American media conglomerate Disney has come under heavy diplomatic fire from Turkey after the company decided against airing a TV series dramatising the life of Turkey’s founding father Mustafa Kemal Atatürk following lobbying from Armenian activist groups.
Disney had intended to show a recently released six-part series simply named “Atatürk” on October 29th in honour of the centenary of the foundation of the Turkish Republic.
A monumental figure in Turkey’s national mythology, Mustafa Kemal Atatürk served as his nation’s first President from 1923 to 1939 and is revered for establishing a secular Turkish Republic out of the ashes of the Ottoman Empire.
While commended in the West for his commitment to secular values in the majority Muslim nation, Atatürk is a despised figure in Greek and Armenian history in particular for his role in the Armenian genocide, a historic fact disputed by the Turkish government to this day.
Disney’s decision has been publicly slammed by Ankara’s ruling Justice and Development Party which blasted the cancellation of the series as perpetuating the “politics of lies” at the behest of the Armenian lobby.

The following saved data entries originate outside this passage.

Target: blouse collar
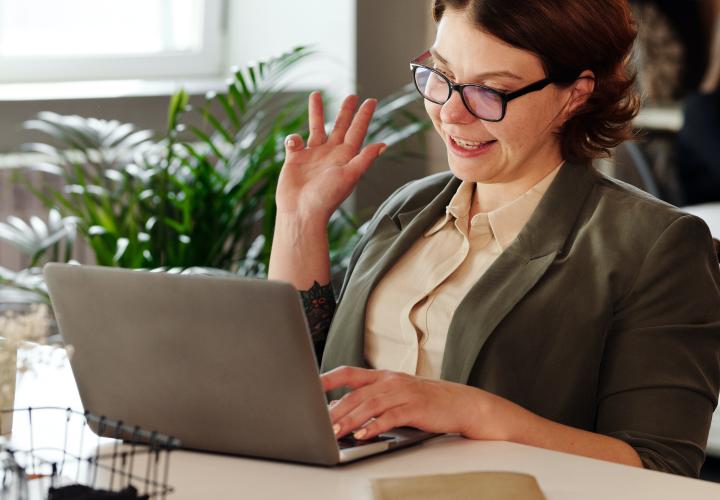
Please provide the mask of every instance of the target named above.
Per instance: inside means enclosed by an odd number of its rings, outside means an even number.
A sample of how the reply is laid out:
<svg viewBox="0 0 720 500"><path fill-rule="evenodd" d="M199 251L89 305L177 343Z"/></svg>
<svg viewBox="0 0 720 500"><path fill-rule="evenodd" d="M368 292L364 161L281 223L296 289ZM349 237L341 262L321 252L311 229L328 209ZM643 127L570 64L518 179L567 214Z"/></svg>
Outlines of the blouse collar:
<svg viewBox="0 0 720 500"><path fill-rule="evenodd" d="M517 235L530 219L563 163L561 162L537 184L510 203L490 212L475 214L470 221L470 231L475 228L482 230L484 226L489 225L500 248L505 250L517 238ZM425 232L426 237L437 233L448 222L453 220L458 221L460 224L464 222L467 225L466 219L470 212L472 198L475 195L475 184L468 181L460 183L455 195L445 208L445 217Z"/></svg>

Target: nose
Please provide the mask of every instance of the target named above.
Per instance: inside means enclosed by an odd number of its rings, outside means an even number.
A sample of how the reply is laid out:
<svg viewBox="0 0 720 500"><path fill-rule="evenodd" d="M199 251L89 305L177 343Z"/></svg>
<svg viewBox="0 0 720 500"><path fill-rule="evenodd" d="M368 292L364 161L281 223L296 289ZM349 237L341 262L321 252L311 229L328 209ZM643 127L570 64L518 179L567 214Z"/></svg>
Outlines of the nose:
<svg viewBox="0 0 720 500"><path fill-rule="evenodd" d="M440 119L445 123L471 123L477 118L465 107L460 92L453 90L440 108Z"/></svg>

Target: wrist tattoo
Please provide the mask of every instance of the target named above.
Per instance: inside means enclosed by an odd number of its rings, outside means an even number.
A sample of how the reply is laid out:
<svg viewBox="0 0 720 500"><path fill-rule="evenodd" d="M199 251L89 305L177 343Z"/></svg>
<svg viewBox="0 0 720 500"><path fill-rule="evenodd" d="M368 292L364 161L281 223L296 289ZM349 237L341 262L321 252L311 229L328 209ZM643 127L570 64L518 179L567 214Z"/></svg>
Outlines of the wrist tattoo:
<svg viewBox="0 0 720 500"><path fill-rule="evenodd" d="M332 284L320 285L315 281L310 290L300 291L300 297L313 340L323 340L327 336L330 322L335 314Z"/></svg>

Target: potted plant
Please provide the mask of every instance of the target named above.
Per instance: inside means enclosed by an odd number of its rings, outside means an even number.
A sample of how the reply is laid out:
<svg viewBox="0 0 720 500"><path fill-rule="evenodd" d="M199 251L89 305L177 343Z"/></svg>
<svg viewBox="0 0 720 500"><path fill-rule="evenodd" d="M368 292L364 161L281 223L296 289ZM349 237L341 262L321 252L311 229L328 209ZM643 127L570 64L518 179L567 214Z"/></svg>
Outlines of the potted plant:
<svg viewBox="0 0 720 500"><path fill-rule="evenodd" d="M284 92L282 81L311 54L298 47L235 68L226 90L197 108L184 91L175 93L159 139L132 124L40 113L25 126L50 141L25 149L45 161L24 166L16 180L48 209L72 217L100 265L264 276L283 140L307 130L306 94ZM417 100L410 86L382 100L368 141L393 146L426 129L408 109ZM33 185L26 170L59 177L63 186ZM340 209L328 230L339 274L361 228Z"/></svg>

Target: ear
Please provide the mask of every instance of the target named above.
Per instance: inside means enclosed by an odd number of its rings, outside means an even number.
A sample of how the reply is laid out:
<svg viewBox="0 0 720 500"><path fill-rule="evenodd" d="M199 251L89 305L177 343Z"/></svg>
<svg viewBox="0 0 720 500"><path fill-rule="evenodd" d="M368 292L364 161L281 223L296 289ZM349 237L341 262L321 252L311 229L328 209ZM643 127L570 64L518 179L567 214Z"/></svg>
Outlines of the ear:
<svg viewBox="0 0 720 500"><path fill-rule="evenodd" d="M580 73L577 80L570 86L570 99L565 105L565 120L582 107L595 90L595 74L590 70Z"/></svg>

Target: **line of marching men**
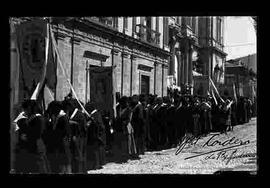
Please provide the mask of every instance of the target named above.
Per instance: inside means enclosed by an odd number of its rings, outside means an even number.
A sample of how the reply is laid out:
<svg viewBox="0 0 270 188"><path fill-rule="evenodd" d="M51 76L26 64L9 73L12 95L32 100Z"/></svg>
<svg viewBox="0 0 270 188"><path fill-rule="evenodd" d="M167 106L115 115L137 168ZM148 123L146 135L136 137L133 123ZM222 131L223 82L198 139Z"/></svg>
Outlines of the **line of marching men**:
<svg viewBox="0 0 270 188"><path fill-rule="evenodd" d="M52 101L44 114L35 100L26 100L14 121L18 138L14 171L87 173L109 159L138 159L145 151L175 147L186 134L226 133L250 120L251 113L239 114L244 108L248 111L247 100L225 101L215 102L211 96L123 96L110 119L90 102L84 105L90 114L86 116L70 95Z"/></svg>
<svg viewBox="0 0 270 188"><path fill-rule="evenodd" d="M44 114L36 100L25 100L14 120L15 173L87 173L105 164L105 127L92 103L82 111L70 96L52 101Z"/></svg>

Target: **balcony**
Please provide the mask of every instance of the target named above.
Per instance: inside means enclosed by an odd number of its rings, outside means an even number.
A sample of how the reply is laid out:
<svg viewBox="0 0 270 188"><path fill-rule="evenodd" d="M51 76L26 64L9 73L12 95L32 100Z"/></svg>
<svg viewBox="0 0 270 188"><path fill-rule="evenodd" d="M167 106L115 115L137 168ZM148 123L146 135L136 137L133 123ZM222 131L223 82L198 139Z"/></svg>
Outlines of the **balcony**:
<svg viewBox="0 0 270 188"><path fill-rule="evenodd" d="M199 44L198 35L196 31L193 31L189 25L184 25L181 29L184 36L192 38L196 45Z"/></svg>
<svg viewBox="0 0 270 188"><path fill-rule="evenodd" d="M117 29L118 27L113 17L83 17L82 19L99 25L109 26L110 29Z"/></svg>
<svg viewBox="0 0 270 188"><path fill-rule="evenodd" d="M113 26L113 18L112 17L99 17L99 22Z"/></svg>
<svg viewBox="0 0 270 188"><path fill-rule="evenodd" d="M222 45L220 42L217 40L213 39L213 47L223 51L224 45Z"/></svg>
<svg viewBox="0 0 270 188"><path fill-rule="evenodd" d="M160 33L152 30L151 28L138 24L136 25L136 35L139 37L139 39L148 42L153 45L159 45L160 44Z"/></svg>

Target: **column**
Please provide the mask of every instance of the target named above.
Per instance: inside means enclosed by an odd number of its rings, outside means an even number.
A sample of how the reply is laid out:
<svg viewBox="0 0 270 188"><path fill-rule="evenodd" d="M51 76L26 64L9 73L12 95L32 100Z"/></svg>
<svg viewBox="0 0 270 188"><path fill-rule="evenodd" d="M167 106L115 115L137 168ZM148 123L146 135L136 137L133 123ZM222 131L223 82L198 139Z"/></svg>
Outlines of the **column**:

Disney executives had been pressured into cancelling the series after public lobbying from the Armenian National Committee of America (ANCA) which campaigns for greater recognition of the Armenian genocide. A spokesperson for Disney said the show will be syndicated on its sister company FOX and denied caving to political pressure.

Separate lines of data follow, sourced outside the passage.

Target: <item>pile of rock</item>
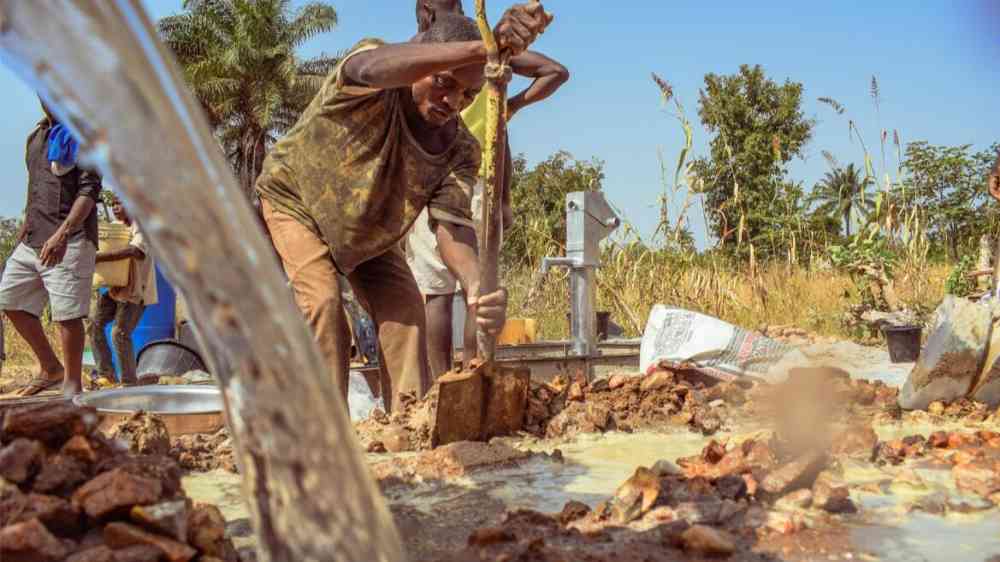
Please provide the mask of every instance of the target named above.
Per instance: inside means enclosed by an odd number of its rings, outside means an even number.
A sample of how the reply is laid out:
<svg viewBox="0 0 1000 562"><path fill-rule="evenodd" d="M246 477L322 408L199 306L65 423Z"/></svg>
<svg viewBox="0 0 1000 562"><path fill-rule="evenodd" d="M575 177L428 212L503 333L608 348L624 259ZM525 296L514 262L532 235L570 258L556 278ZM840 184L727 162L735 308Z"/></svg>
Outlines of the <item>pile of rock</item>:
<svg viewBox="0 0 1000 562"><path fill-rule="evenodd" d="M132 453L69 404L7 412L0 432L3 562L237 562L225 519L162 455Z"/></svg>
<svg viewBox="0 0 1000 562"><path fill-rule="evenodd" d="M875 449L875 462L880 465L901 465L913 459L929 459L932 467L951 467L959 490L1000 505L1000 433L936 431L929 437L882 441Z"/></svg>
<svg viewBox="0 0 1000 562"><path fill-rule="evenodd" d="M452 560L759 560L754 545L857 511L827 454L782 449L773 436L712 441L677 464L639 467L593 507L511 512Z"/></svg>
<svg viewBox="0 0 1000 562"><path fill-rule="evenodd" d="M732 409L746 402L746 395L738 383L665 369L595 381L559 376L532 383L524 428L540 438L677 426L711 435L732 417ZM391 415L375 410L355 424L362 445L371 453L430 449L436 400L432 389L422 400L405 399L402 410Z"/></svg>

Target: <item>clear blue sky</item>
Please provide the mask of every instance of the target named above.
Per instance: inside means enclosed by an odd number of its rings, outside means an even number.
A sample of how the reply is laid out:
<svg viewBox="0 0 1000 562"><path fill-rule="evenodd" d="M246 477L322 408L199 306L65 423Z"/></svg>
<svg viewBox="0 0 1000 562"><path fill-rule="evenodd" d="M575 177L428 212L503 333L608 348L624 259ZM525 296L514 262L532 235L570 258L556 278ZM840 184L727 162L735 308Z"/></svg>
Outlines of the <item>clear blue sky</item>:
<svg viewBox="0 0 1000 562"><path fill-rule="evenodd" d="M470 10L472 0L464 1ZM307 45L305 54L337 52L365 36L404 41L413 34L411 0L329 2L340 24ZM181 6L181 0L144 3L153 17ZM505 5L489 4L495 21ZM792 172L807 185L827 169L821 150L845 164L862 161L846 119L817 103L820 96L844 104L870 146L877 146L883 127L890 135L898 129L904 142L985 148L1000 140L1000 0L550 0L546 6L556 22L535 48L563 62L573 78L511 124L514 150L532 162L559 149L604 160L605 191L645 234L655 226L661 191L657 148L673 161L682 141L676 121L662 111L649 78L653 71L673 84L695 121L696 154L708 140L697 123L706 73L761 64L773 79L802 82L805 113L818 125ZM881 87L880 117L869 96L872 75ZM39 109L32 92L6 69L0 69L0 107L0 216L14 216L24 204L24 139ZM695 226L703 241L700 222Z"/></svg>

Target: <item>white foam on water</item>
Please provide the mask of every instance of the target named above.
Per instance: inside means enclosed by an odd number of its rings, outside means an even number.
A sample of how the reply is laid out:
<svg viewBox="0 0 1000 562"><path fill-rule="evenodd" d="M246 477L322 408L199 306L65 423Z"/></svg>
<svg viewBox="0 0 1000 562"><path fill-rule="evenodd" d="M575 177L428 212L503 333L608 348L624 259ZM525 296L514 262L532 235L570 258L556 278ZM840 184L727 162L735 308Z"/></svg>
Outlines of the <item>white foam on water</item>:
<svg viewBox="0 0 1000 562"><path fill-rule="evenodd" d="M385 410L382 399L375 398L365 377L357 371L351 371L351 378L347 385L347 406L351 414L351 421L368 419L375 408Z"/></svg>

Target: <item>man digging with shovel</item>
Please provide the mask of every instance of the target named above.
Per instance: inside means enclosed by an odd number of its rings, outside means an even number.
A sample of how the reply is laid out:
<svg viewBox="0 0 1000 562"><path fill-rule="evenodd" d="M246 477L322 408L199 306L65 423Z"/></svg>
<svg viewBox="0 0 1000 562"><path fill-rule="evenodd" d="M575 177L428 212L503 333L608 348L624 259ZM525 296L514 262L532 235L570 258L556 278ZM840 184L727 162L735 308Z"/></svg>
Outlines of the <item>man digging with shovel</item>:
<svg viewBox="0 0 1000 562"><path fill-rule="evenodd" d="M514 6L497 40L520 54L549 21L540 4ZM424 208L437 236L457 242L463 275L476 277L470 198L480 147L458 116L483 88L486 62L464 16L440 17L419 41L362 41L264 163L257 191L267 229L345 400L350 337L338 271L378 326L393 409L430 386L423 299L399 244ZM506 292L473 286L469 299L480 327L497 333Z"/></svg>
<svg viewBox="0 0 1000 562"><path fill-rule="evenodd" d="M417 0L417 28L420 33L426 32L437 20L440 14L464 14L460 0ZM419 35L418 35L419 37ZM539 53L525 51L510 61L514 74L531 78L532 82L520 94L513 96L507 102L507 120L525 107L547 99L560 86L569 80L569 71L558 62ZM462 121L469 132L476 137L480 145L485 144L487 92L483 91L465 111ZM513 222L513 211L510 204L510 182L513 165L510 157L510 146L505 151L503 170L503 224L506 228ZM480 170L482 175L482 170ZM472 214L475 220L480 220L482 181L476 182L472 196ZM451 249L442 247L440 240L432 229L432 221L425 210L417 218L413 229L406 238L406 261L420 287L420 292L426 300L427 312L427 355L430 361L431 375L438 377L452 368L452 302L459 288L468 292L468 283L475 280L461 279L454 264L446 261L455 255ZM465 337L463 349L463 364L468 365L476 356L476 326L471 313L466 315Z"/></svg>

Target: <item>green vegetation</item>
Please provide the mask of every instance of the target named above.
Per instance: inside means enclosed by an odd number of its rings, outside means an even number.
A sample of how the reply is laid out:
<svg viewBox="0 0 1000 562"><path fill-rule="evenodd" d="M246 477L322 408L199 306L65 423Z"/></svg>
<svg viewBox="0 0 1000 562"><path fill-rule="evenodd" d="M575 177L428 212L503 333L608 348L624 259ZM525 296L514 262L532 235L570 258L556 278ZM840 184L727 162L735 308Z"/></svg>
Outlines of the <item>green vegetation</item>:
<svg viewBox="0 0 1000 562"><path fill-rule="evenodd" d="M804 193L788 179L787 165L812 137L802 92L802 84L779 85L759 65L705 76L698 115L712 138L694 172L723 248L776 256L801 232Z"/></svg>
<svg viewBox="0 0 1000 562"><path fill-rule="evenodd" d="M337 25L324 2L185 0L159 22L209 124L250 193L271 144L312 101L337 57L296 49Z"/></svg>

The Armenian diaspora forms a powerful ethnic bloc in American politics with the recognition of the Armenian genocide, estimated to have killed over a million people between 1915 and 1923, a major foreign policy sticking point in Turkey’s international relations.

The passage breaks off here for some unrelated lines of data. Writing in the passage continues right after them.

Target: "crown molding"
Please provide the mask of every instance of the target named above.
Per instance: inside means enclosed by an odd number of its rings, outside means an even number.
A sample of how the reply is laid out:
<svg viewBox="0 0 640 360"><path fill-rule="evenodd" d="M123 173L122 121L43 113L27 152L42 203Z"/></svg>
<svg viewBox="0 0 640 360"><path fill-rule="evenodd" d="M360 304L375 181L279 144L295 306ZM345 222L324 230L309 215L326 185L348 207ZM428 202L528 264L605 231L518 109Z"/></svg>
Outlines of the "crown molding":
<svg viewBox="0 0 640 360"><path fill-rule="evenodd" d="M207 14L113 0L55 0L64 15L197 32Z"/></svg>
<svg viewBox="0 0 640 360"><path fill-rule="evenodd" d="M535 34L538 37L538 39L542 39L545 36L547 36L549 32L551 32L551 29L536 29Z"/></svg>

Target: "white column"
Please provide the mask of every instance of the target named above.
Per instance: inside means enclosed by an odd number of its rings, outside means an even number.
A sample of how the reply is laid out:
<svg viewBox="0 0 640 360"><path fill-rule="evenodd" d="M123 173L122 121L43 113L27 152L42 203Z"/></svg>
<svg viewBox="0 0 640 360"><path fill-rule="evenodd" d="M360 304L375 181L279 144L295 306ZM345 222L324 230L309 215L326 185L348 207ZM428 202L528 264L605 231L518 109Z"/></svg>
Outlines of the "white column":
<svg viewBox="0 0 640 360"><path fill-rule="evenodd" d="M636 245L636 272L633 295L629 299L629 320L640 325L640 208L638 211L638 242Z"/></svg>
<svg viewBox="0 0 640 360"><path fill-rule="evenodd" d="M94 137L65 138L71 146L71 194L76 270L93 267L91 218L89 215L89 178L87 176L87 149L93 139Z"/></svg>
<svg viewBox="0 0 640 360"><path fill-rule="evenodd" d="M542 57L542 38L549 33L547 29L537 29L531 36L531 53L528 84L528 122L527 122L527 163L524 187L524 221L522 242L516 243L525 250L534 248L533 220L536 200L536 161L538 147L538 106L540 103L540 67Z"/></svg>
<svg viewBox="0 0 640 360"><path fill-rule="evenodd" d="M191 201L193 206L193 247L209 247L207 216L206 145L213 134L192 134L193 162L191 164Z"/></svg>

Officially, Turkey downplays the mass killing of Armenians which it says has been heavily exaggerated and driven by natural causes rather than specific Turkish policy. Both the United States and the EU recognise the Armenian genocide despite diplomatic protestations from Ankara.
The refusal of Disney to broadcast the series comes as Turkey and its ally Azerbaijan are accused of human rights abuses in the disputed Lachin region which it has blockaded in an effort to drive out ethnic Armenians following a border war with Armenia.
While ostensibly a Western ally and NATO member, Turkey is judged by many pundits to be moving away from Europe and embracing a form of Islamic populism under President Recep Tayyip Erdoğan and has earned much criticism for its support of Sunni radicalism in the Middle East and ongoing attempts to fan the flames over Quran burning incidents in Scandinavia.